Filtering: Even when spam never finds its way to individual e-mail accounts, it creates havoc for Internet companies. Servers at AOL and Microsoft sag under the weight of a billion blocked spam messages each day; smaller ISPs that get fewer messages suffer even more. Barry Shein is the founder of The World, a small Internet service in New England. One day last week Shein arrived early at work to spend three hours personally sifting through his jammed e-mail servers and deleting thou–sands of messages his filters caught. With so many flagrantly illegal spam techniques, Shein wonders why no one is slapping handcuffs on spammers. “Imagine being dragged out in front of your house and beaten every day in front of your neighbors, and the police won’t respond to it,” he says. “That’s what this feels like.”
Using e-mail filtering tools helps companies and individual users block spam, but it’s not perfect. CipherTrust, an Atlanta, Georgia-based anti-spam firm, makes software that hunts for specific words, blocks the addresses of repeat offenders and analyzes message headers for telltale spam signs. CipherTrust engineer Steve Davis reviews the dozens of unwanted messages sent to his own protected e-mail account that morning. Messages promoting work-from-home schemes (“Attention Moms!”) and junior-college programs (“Degree Programs That Fit Your Life!”) get successfully blocked.
But another message, masquerading as an important upgrade from Microsoft and carrying a virus, gets through the CipherTrust filter. The message is similar to a legitimate customer-service message, and was not sent by any known spammer. and doesn’t fit any known pattern. In other words, an ingenious spammer somewhere in the world knows exactly what filters look for and has found a new way to evade them. “We are trying to hit a target that is coming at us from all directions and moving at the speed of the Internet,” Davis says.

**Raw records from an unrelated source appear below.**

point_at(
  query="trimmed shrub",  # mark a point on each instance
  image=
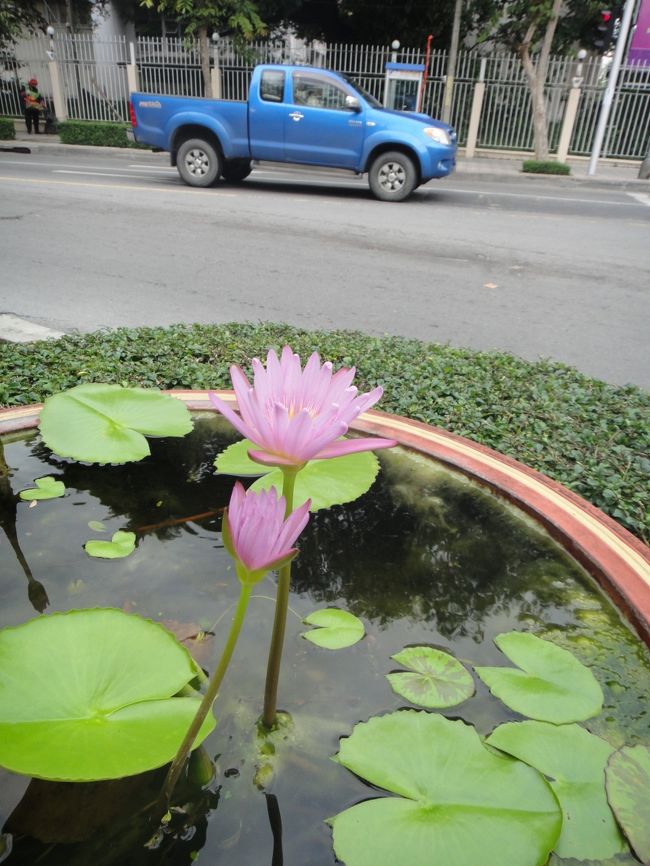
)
(537, 166)
(100, 134)
(7, 129)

The virus that made it through represents a new and deleterious kind of spam: it seeks to turn a PC into an unwitting bulk e-mail generator that remotely does the spammer’s bidding. In the past few weeks more and more of these so-called spam zombies have been turning up.

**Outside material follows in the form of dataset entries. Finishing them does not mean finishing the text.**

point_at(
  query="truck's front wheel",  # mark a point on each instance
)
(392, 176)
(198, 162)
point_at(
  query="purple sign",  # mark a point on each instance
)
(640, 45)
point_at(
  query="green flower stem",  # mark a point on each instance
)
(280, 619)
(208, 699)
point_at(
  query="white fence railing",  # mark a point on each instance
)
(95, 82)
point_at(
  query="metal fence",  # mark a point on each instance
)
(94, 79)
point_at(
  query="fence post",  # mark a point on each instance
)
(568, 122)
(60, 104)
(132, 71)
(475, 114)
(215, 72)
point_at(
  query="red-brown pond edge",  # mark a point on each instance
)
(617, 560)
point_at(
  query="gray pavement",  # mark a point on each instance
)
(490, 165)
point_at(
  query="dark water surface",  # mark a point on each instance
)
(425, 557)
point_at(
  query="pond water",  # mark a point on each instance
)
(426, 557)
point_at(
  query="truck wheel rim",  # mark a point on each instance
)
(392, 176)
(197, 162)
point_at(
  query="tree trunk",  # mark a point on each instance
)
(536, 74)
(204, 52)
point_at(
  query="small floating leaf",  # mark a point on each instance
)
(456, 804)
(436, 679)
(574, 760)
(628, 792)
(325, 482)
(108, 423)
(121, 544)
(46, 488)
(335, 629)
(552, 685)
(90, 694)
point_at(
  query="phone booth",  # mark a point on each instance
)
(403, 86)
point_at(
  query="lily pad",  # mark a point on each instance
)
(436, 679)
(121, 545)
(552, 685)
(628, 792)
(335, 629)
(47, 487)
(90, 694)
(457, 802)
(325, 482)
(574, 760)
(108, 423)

Prosecution and legislation: The European Union has banned e-mail marketing without prior consent, and an anti-spam bill is making its way through the U.S. Congress. But many experts doubt these measures will have much of an impact. Even zombie attackers are avoiding capture because it’s so difficult to trace the origin of spam back through hijacked computers and abandoned Internet locations. And at overworked law-enforcement computer-crime divisions, e-mail fraud takes a back seat to kiddie porn and identity-theft cases.
New approaches: The best way to solve the problem may be changing the very architecture of e-mail itself. Internet-standard-setting bodies are looking at ways of revising the code for delivering mail so ISPs can check whether incoming e-mail is faking its origin. But those changes would take years to trickle down into every network around the world. In the shorter term, “challenge/response” systems let users send direct messages only to people who have the sender in their address books. When you e-mail a stranger, the system sends back a puzzle that only a human, not an automated spam program, can solve; give the correct response, and the e-mail goes through. Another system, dubbed micropayments, would charge a tiny amount for each e-mail sent, and would add up to large sums only for bulk e-mailers. These solutions may conflict with the original spirit of the Internet, but they’re among the few reliable ways to foil spammers and fraudsters. The bathwater might be gone, but in an age of ever increasing junk-mail volumes, the greater challenge is to save the baby.